As soon as Holden starts talking about Mr. Antolini we notice a few distinct differences--primarily he isn't immediately depressed by his decision to come. When he first enters Mr. Spencer's house he says "The minute I walked in , I was sort of sorry I'd come" (6), whereas when he's first coming to Mr. Antolini's house he describes it as "very swanky" (180) and says he'd been there on few other occasions--in short we get the feeling that he's actually looking forward to meeting and talking with Mr. Antolini, something we see in short supply when he meets with Mr. Spencer. Now the question is what is about Mr. Antolini that makes Holden look forward to coming to see him? 

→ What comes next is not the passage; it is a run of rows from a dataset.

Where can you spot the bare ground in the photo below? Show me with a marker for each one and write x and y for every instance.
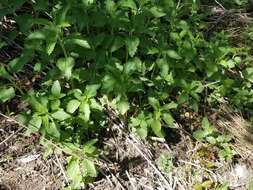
(126, 162)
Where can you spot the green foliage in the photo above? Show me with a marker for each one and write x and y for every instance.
(143, 59)
(209, 134)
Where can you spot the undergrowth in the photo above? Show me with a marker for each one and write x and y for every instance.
(142, 60)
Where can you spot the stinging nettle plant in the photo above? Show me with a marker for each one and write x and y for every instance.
(144, 59)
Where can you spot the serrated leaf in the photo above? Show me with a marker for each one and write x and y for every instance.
(37, 106)
(35, 123)
(52, 130)
(89, 168)
(65, 65)
(50, 47)
(205, 123)
(78, 41)
(73, 105)
(56, 89)
(128, 4)
(154, 103)
(157, 12)
(171, 105)
(37, 35)
(85, 109)
(123, 107)
(118, 42)
(60, 115)
(142, 132)
(110, 6)
(168, 120)
(211, 140)
(4, 73)
(173, 54)
(91, 90)
(157, 128)
(199, 134)
(132, 45)
(6, 94)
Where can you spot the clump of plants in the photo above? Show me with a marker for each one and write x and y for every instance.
(142, 59)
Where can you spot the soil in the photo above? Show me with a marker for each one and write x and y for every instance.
(22, 166)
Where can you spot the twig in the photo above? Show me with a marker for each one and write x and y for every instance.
(61, 168)
(9, 137)
(119, 183)
(221, 6)
(131, 181)
(150, 163)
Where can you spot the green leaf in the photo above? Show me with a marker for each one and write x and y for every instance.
(171, 105)
(55, 105)
(6, 94)
(211, 140)
(91, 90)
(173, 54)
(60, 115)
(110, 6)
(89, 168)
(85, 109)
(157, 12)
(52, 130)
(37, 35)
(200, 134)
(118, 42)
(142, 132)
(17, 64)
(248, 74)
(50, 47)
(132, 45)
(128, 4)
(35, 123)
(79, 41)
(73, 105)
(65, 65)
(37, 106)
(123, 107)
(205, 123)
(56, 89)
(154, 103)
(169, 120)
(157, 128)
(4, 73)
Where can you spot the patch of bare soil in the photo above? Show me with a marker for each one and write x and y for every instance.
(127, 162)
(130, 163)
(22, 166)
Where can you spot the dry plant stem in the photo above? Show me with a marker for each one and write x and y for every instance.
(147, 159)
(9, 137)
(61, 168)
(131, 181)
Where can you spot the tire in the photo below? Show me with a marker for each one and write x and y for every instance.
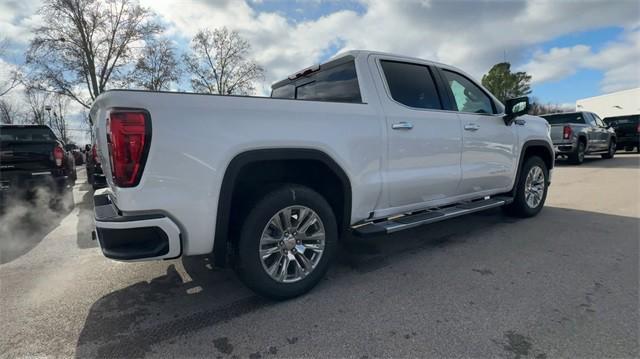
(577, 158)
(612, 150)
(260, 223)
(520, 207)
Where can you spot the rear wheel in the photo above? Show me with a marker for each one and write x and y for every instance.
(531, 189)
(287, 242)
(612, 150)
(578, 156)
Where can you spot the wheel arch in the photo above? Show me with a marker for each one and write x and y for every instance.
(530, 148)
(232, 181)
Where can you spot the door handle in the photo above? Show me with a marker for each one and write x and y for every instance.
(471, 127)
(402, 125)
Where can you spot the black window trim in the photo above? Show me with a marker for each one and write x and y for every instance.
(307, 79)
(454, 107)
(442, 99)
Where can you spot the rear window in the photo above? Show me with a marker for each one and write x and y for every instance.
(622, 120)
(26, 134)
(337, 83)
(564, 118)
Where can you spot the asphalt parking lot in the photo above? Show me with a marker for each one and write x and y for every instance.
(563, 284)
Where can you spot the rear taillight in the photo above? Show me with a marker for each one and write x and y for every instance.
(58, 155)
(128, 136)
(94, 154)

Well for one it's clear that Holden can relate to Mr. Antolini more easily than he can to Mr. Spencer. Mr. Antolini acts very full of life and he speaks in a very witty manner--basically the opposite of Mr. Spencer who lectures on at Holden in his wise grandpa-like state. Mr. Antolini gives off an almost cool manner when he answers the door in his bathrobe and slippers with highball in hand--a state Holden finds obviously less depressing than when he meets Mr. Spencer who is also in his bathrobe. Not only has Mr. Antolini just finished a party, but he even offers Holden a cigarette, something I doubt Mr. Spencer would have ever done. He doesn't immediately start trying to tell Holden what he should be doing--I'd even go so far as to say that he treats Holden much more as an equal then Spencer does. Mr. Antolini doesn't give off an air of being the elder person trying it impart their wisdom on a younger person. To me at least, Mr. Antolini gives off much more of a vibe of being Holden's friend. He speaks to Holden frankly, but kindly, giving him good advice, without coming off as thinking himself explicitly more experienced than Holden. I think this is really where we see J.D. Salinger giving advice to his adult audience about how to connect with teenagers--if you want to someone like Holden Caulfield to really respect you and pay attention to you, you need to give off not an air of having something they need to hear, but of being caring friend who treats him as an equal.